As impudentes são aquelas que conseguimos defini-la sem a necessidade de uma observação aguçada e que estão presentes de forma clara no dia a dia. Cito alguns exemplos: hoje, no mundo dos negócios, as empresas falam muito na negociação ganha-ganha onde ninguém sai perdendo, porém por traz disso estão duas estratégias bem montadas para se sair vitorioso, fica claro que esse tipo de negociação é na verdade “ganha-eu”. O que realmente cada empresa quer é sair vencedora de forma que, independente do resultado que obtenha a outra, esse não atrapalhe os negócios daquela. Temos também o caso Ronaldo e Cicarelli que disseram: “nos amamos demais”, e após três meses mudaram o discurso: “Nunca existiu amor”. Outra monstruosidade é escutar entrevistas de jogadores de futebol. É como levar chibatadas no ouvido. Com raras exceções, eles respondem sempre as mesmas coisas, no intuito de não falarem o que pensam para não se comprometerem. O que dizer então dos nossos políticos falando, gesticulando, pormenorizando todos os seus feitos e suas bondades, se defendendo em CPIs de forma tão clara e esplêndida, que a cada depoimento faz-nos, simples mortais, pensarmos que estão certos. Sem comentar sobre a posição do nosso presidente de não querer instalar as CPIs, o que, quando oposição, defendia com rigor. A oposição atual também nos deixa perplexo pelo efeito inverso. Antes não desejavam, agora desejam imensamente instalações de inquéritos. Tudo isso é hipocrisia impudente leitor, o homem usa artimanhas para se beneficiar, e ainda tem poder para se auto-justificar sobre os seus feitos para assim dormir tranqüilo.

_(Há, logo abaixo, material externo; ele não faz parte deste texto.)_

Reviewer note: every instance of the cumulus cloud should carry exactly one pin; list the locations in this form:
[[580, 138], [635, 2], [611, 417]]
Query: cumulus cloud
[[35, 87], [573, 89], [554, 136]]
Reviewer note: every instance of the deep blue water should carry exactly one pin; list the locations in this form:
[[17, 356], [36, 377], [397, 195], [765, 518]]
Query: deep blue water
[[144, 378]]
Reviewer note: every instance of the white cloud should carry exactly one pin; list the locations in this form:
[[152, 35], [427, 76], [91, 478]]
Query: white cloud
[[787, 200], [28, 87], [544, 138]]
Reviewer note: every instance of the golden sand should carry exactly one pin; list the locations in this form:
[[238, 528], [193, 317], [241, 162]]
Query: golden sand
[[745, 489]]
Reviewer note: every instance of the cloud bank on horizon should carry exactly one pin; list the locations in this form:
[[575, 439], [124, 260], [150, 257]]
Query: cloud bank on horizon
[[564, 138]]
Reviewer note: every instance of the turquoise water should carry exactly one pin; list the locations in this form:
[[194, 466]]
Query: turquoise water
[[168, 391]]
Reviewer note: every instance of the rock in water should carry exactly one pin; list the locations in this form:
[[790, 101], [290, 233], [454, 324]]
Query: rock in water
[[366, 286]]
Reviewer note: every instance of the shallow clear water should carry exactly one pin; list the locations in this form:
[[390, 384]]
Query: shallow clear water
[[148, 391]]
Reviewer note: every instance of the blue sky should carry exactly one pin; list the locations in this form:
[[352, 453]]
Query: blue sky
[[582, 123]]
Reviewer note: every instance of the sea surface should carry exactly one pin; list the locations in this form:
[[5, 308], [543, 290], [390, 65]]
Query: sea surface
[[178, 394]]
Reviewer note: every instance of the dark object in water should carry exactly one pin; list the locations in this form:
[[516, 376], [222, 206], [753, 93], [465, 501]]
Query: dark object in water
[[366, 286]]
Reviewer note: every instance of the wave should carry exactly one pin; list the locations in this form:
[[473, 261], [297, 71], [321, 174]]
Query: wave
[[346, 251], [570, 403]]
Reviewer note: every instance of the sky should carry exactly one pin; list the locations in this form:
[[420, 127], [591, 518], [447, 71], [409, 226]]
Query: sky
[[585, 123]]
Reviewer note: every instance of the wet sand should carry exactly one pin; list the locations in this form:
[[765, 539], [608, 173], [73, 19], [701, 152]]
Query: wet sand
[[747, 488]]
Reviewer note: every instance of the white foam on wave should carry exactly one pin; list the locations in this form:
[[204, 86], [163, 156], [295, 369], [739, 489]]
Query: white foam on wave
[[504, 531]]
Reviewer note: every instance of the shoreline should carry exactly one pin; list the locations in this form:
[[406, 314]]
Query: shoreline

Para apimentar o quadro há algo pior que verte em nossas veias: a hipocrisia elíptica. Uma epidemia oculta, invisível ocasionada talvez por razões ainda não desvendadas de maneira precisa pela psicologia ou qualquer outra ciência. É aquela em que, por exemplo estamos fazendo algo interessante e percebemos a presença de alguém observando nossa performance, nos dedicamos a fazer aquela tarefa brilhantemente para que o outro comente a boa atuação. É a roupa justa que algumas mulheres e alguns homens usam para que outros olhem e se interessem vorazmente. Claro que se perguntamos para esses o porquê dessa roupa tão justa a resposta é elementar: “Por que me sinto bem assim”. Outro exemplo é o fato de o homem pensar que pode trair e que a mulher não; esse estereótipo nunca é admitido por aquele, mas a grande maioria pensa assim. Esses são ou não exemplos de não é hipocrisia elíptica? Algo que está ali, invisível e ocasionando sofrimentos muitas vezes em silêncio.
A propósito, quem aqui já não mentiu sutilmente para conseguir algo? Quem já não tornou um segredo de dois em três para benefício próprio? Quem aqui já não disse: “Não gosto” ao invés de dizer: “não sei”; ou ainda disse “te amo” ao invés de dizer “te desejo”?
Como vemos a hipocrisia está entre nós. Em todos os cantos onde exista a raça humana, e em certos casos tão sutil (as elípticas), que nem os seus proprietários a percebem.
Enquanto essa epidemia não tem antídoto, resta-nos apenas denunciá-la, debate-la com rigor para amenizarmos a sua freqüência. Esse é o objetivo do presente texto. Ou será que o intuito dessa crônica seja que o maior número de pessoas a leia para que o autor seja elogiado? Não sei ao certo.
Talvez eu esteja sendo hipócrita.
Assim é o homem, dotado de carne, osso e hipocrisia, característica intrínseca que denota fingimento de virtudes e sentimentos onde não enxergamos em nós mesmos, mas percebemos de forma abundante em outrem. É sobre essa questão que exijo a reflexão do leitor e convoco-o para uma viagem em torno do meu entendimento sobre o assunto.
A hipocrisia humana é manifestada de diversas maneiras, mas julgo que poderíamos classificá-las em dois grupos maiores: hipocrisias impudentes e hipocrisias elípticas.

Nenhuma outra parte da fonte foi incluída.